It’s not about the cake. And it’s not about artistic expression. It’s about survival.
This term the Supreme Court will hear a case, Masterpiece Cakeshop, Ltd. v. Charlie Craig & David Mullins, involving a Colorado bakery that refused to serve a same-sex couple who wanted to purchase a cake for their wedding reception.
Colorado law prohibits discrimination in places of public accommodations — places like bakeries, movie theatres, restaurants, hospitals, and other establishments open to the public — based on sexual orientation, among other protected classes. The Colorado courts, interpreting this straightforward law, held that the bakery’s refusal to serve the couple constituted discrimination based on sexual orientation and that there is no constitutional right to discriminate that supersedes this protection.
Now before the United States Supreme Court and supported by anti-LGBTQ groups, and the United States Department of Justice, the bakery argues that it has a First Amendment right to discriminate based on the owner’s religious beliefs. The owner also claims that because his business — making cakes — involves some creativity, he should be allowed to determine who can receive his services.
His argument can be deceptively appealing. Cakes can often have artistic or creative designs. So can sandwiches, legal briefs, bicycles, cars, flowers, medical care. Indeed, the work that we do often has great personal meaning to us and reflects our skill and passion.
But it is wrong to think that (1) any business that involves a creative component should be exempt from nondiscrimination laws, or (2) that a business is somehow endorsing each and every customer it serves.

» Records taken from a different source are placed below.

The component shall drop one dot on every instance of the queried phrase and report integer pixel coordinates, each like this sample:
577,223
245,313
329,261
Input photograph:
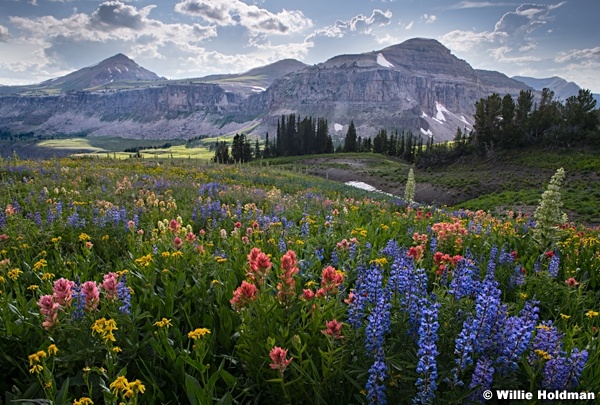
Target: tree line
501,123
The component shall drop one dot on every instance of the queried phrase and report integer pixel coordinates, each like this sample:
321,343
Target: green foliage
409,191
178,236
549,215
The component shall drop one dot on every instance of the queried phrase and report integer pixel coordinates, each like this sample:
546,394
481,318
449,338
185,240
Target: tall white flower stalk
549,215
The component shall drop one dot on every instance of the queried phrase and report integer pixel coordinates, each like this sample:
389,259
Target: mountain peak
118,58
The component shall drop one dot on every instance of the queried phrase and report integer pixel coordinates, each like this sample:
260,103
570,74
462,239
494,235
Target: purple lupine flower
518,277
553,266
78,300
379,318
282,245
487,307
334,258
463,350
505,256
428,352
433,244
37,217
491,270
124,295
482,377
516,335
359,301
377,375
464,282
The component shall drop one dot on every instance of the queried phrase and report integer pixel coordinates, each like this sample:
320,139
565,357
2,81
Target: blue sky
42,39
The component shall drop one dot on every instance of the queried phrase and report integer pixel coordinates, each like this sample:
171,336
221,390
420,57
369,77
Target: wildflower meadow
183,282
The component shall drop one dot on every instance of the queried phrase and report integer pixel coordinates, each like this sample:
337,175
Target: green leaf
62,394
194,391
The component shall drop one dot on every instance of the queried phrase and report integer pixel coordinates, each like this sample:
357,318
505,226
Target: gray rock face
165,112
417,85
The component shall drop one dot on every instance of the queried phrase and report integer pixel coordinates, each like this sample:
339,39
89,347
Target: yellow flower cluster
144,261
40,264
198,333
382,261
83,401
125,388
105,327
163,323
38,357
14,274
543,354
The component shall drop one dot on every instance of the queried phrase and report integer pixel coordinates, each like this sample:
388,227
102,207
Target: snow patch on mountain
440,111
382,61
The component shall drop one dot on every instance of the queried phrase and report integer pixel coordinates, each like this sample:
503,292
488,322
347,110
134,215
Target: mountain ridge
417,85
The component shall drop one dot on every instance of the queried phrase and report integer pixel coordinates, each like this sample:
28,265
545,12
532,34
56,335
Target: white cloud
428,18
233,12
578,54
113,24
510,39
465,41
359,23
4,35
479,4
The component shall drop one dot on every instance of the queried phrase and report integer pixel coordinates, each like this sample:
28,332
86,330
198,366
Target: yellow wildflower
136,386
199,332
39,264
163,323
144,260
83,401
543,354
105,327
37,368
119,384
14,274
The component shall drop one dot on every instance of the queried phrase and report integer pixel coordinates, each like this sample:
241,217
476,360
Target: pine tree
409,191
350,140
549,215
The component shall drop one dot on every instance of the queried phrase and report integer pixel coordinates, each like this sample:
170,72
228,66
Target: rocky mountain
118,68
562,89
418,85
260,77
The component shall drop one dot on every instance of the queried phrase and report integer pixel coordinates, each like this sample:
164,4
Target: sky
43,39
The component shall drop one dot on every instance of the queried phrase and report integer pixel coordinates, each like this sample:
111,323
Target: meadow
137,281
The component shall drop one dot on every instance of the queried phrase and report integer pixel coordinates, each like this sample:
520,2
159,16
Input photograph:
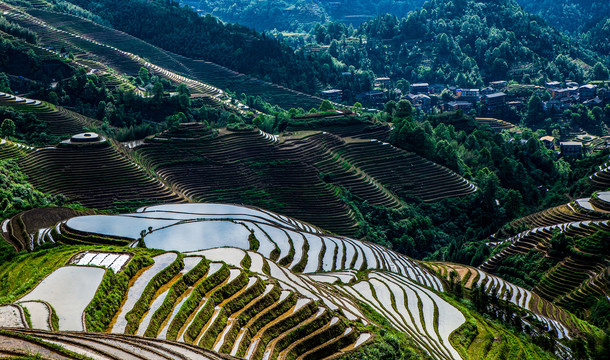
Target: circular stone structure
86,138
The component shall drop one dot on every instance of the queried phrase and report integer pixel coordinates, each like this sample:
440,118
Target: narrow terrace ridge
95,174
60,121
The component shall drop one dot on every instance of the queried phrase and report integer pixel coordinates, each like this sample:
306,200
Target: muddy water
230,256
135,291
40,314
189,264
68,290
10,317
117,225
199,236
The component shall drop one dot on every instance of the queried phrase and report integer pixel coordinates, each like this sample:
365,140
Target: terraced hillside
12,150
495,124
298,175
580,268
60,121
552,317
246,282
25,230
577,210
97,175
77,345
116,52
601,179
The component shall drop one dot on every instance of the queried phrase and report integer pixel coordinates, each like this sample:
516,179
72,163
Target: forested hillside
465,43
569,15
293,14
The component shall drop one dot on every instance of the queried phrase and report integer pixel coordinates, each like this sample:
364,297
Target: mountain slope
469,42
569,15
291,14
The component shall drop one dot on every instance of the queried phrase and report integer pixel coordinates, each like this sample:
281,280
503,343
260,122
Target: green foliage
111,294
265,14
142,305
25,127
254,243
326,106
174,293
193,301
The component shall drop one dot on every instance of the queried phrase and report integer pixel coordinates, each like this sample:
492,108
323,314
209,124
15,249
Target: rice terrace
304,180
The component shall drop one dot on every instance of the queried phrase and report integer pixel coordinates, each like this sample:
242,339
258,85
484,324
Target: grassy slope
23,272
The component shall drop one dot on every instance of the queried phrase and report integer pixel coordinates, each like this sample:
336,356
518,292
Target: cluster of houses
493,99
565,95
421,96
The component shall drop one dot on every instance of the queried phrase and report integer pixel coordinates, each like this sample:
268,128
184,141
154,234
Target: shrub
143,304
111,293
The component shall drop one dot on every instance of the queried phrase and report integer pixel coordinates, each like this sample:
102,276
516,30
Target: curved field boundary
301,177
234,313
553,317
12,150
61,121
275,237
412,309
96,176
76,345
571,278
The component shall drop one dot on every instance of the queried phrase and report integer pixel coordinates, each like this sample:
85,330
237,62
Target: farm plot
601,178
28,229
285,175
577,274
68,290
231,311
95,175
552,317
12,316
76,345
578,210
206,227
12,150
412,309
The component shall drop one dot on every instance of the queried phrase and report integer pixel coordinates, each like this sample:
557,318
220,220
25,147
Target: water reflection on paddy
68,290
199,236
116,225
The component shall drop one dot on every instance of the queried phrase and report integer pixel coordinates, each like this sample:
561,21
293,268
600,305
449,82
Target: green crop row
261,304
134,316
300,333
248,295
202,317
191,304
111,293
334,347
228,290
300,266
320,338
214,330
174,293
230,338
265,317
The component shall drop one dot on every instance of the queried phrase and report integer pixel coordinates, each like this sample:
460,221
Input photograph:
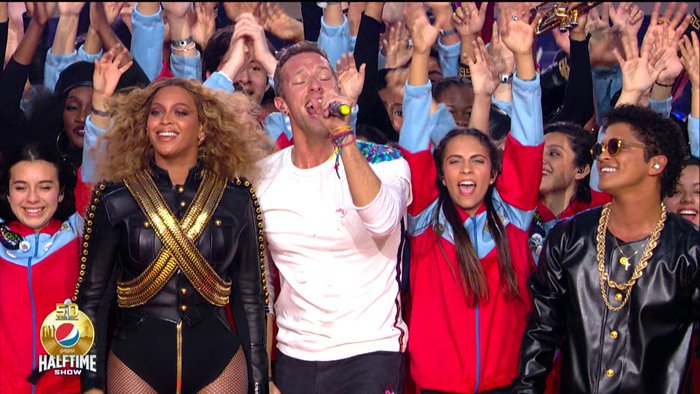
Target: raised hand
638,74
281,25
395,43
108,71
672,24
503,58
483,71
690,51
39,12
423,34
248,29
663,49
70,8
203,24
627,18
350,80
469,20
112,10
235,56
233,9
602,42
519,35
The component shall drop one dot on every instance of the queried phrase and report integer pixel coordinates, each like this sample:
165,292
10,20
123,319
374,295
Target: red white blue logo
67,334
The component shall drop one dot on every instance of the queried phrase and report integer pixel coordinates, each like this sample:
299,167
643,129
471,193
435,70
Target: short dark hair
581,143
287,53
661,135
35,152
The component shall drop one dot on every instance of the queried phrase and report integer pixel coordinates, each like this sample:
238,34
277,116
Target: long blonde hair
233,144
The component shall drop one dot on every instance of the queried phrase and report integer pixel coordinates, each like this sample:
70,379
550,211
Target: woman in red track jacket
38,270
469,226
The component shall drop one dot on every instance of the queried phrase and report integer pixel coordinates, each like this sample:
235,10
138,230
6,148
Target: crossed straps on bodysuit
177,237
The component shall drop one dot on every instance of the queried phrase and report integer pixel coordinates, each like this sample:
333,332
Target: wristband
447,33
464,71
98,112
181,43
506,78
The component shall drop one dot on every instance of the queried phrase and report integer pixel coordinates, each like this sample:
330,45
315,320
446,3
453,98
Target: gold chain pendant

As civil rights attorney Mary Bonauto wrote in a recent piece for SCOTUSBlog:
Earning a living from the sweat of one’s brow coexists with human creativity, with the passion for cutting hair or cooking food, with designing and sewing clothing – with making something both functional and beautiful. Uplifting the dignity and creativity in all work, Dr. Martin Luther King spoke of the “street sweeper” who could “sweep streets like Michelangelo painted pictures; sweep streets like Handel and Beethoven composed music; sweep streets like Shakespeare wrote poetry.”

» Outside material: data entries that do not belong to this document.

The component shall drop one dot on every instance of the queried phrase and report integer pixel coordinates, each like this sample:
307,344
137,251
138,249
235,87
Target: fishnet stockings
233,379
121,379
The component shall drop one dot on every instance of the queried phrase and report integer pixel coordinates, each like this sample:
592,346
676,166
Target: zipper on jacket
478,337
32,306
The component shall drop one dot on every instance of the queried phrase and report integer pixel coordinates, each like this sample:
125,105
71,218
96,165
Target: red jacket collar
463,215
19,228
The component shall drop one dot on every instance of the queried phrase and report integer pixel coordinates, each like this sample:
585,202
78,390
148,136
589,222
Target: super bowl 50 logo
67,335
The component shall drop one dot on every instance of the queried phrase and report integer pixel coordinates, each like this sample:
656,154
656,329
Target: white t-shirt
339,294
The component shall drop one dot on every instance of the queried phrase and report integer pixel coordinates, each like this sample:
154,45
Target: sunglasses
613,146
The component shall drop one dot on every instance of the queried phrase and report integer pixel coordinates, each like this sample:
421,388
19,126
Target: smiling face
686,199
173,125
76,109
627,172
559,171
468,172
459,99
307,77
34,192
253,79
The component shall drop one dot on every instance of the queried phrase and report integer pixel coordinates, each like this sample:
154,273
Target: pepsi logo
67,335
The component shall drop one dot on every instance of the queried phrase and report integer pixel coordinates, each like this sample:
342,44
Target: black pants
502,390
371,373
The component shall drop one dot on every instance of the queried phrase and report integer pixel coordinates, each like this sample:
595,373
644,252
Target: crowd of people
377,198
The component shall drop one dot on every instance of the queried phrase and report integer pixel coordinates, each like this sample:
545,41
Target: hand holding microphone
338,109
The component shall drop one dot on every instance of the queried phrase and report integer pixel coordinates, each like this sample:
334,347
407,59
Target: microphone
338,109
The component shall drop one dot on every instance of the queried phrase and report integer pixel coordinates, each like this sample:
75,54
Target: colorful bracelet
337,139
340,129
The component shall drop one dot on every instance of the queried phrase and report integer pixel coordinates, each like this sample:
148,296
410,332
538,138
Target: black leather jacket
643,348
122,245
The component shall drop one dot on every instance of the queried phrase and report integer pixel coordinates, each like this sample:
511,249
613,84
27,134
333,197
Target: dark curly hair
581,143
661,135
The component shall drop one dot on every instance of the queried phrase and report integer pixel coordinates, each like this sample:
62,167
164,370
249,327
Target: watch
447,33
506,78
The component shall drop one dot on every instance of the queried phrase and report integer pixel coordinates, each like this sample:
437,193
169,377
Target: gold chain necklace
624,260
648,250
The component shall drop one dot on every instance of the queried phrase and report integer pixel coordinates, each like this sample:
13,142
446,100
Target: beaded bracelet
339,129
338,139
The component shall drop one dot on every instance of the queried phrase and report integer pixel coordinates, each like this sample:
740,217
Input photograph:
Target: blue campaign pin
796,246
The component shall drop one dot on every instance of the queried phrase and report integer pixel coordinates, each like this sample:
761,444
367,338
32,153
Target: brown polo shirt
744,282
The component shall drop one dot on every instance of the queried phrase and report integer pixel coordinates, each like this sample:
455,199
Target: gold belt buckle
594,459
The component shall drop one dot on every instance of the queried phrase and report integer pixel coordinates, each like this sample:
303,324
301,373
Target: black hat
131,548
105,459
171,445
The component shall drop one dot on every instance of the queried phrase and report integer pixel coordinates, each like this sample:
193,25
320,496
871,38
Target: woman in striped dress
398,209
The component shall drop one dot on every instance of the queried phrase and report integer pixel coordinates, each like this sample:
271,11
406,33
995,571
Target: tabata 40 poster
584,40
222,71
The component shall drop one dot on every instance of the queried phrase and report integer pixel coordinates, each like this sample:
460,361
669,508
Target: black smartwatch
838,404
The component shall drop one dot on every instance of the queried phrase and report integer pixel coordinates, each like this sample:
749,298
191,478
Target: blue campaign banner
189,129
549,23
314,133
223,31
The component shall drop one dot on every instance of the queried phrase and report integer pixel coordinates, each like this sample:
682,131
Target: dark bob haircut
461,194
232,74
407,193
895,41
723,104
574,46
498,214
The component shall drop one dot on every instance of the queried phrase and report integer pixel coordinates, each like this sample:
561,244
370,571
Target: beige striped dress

To argue, as do Masterpiece Cakeshop and the Department of Justice in this case, that the exemption that would be created by a ruling for the business is narrow, is to ignore that reality. If we start to exempt from nondiscrimination laws businesses that reflect creativity and passion, such a move would undermine all nondiscrimination protections.
Alliance Defending Freedom (ADF), the organization defending the business at the Supreme Court, is taking great pains to frame this case as one about art and expression. It is using this tactic to gain support and obscure the fact that this case is part of a broader strategy to banish LGBTQ people from public life.
This is not about cake. This is about demolishing the legal protections that exist against discrimination in places of public accommodation.
Groups like ADF have already proposed and passed laws seeking to exempt from nondiscrimination protections any action that infringes upon an individual or businesses deeply held religious or moral belief that: “(a) Marriage is or should be recognized as the union of one man and one woman; (b) Sexual relations are properly reserved to such a marriage; and (c) Male (man) or female (woman) refer to an individual’s immutable biological sex as objectively determined by anatomy and genetics at time of birth.”
I shudder at this final point since it means a moral or religious belief that trans people do not exist. And that is precisely what ADF and others have argued time and time again in litigation.
In the past two years, they and others have advanced the arguments that it is “outlandish” for the federal government to protect transgender students from discrimination, that having a gender that does not accord with the gender assigned to a person at birth is a “delusion,” and that providing health insurance coverage for gender transition would amount to “material cooperation with evil.”
If the Supreme Court sides with the bakery, the systematic rejection of LGBTQ people from public life will gain legitimacy and anti-LGBTQ movements will grow stronger.
It is possible to value creative labor and religious liberty without gutting generally applicable legal protections against discrimination and opening the door to a world in which trans people are rejected from public life because people don’t believe we do or should exist.
If a baker can reject LGBTQ people because of who we are, then what about the mechanic, the florist, the doctor, the teacher? This is not about cake. This is not about art. This is about survival.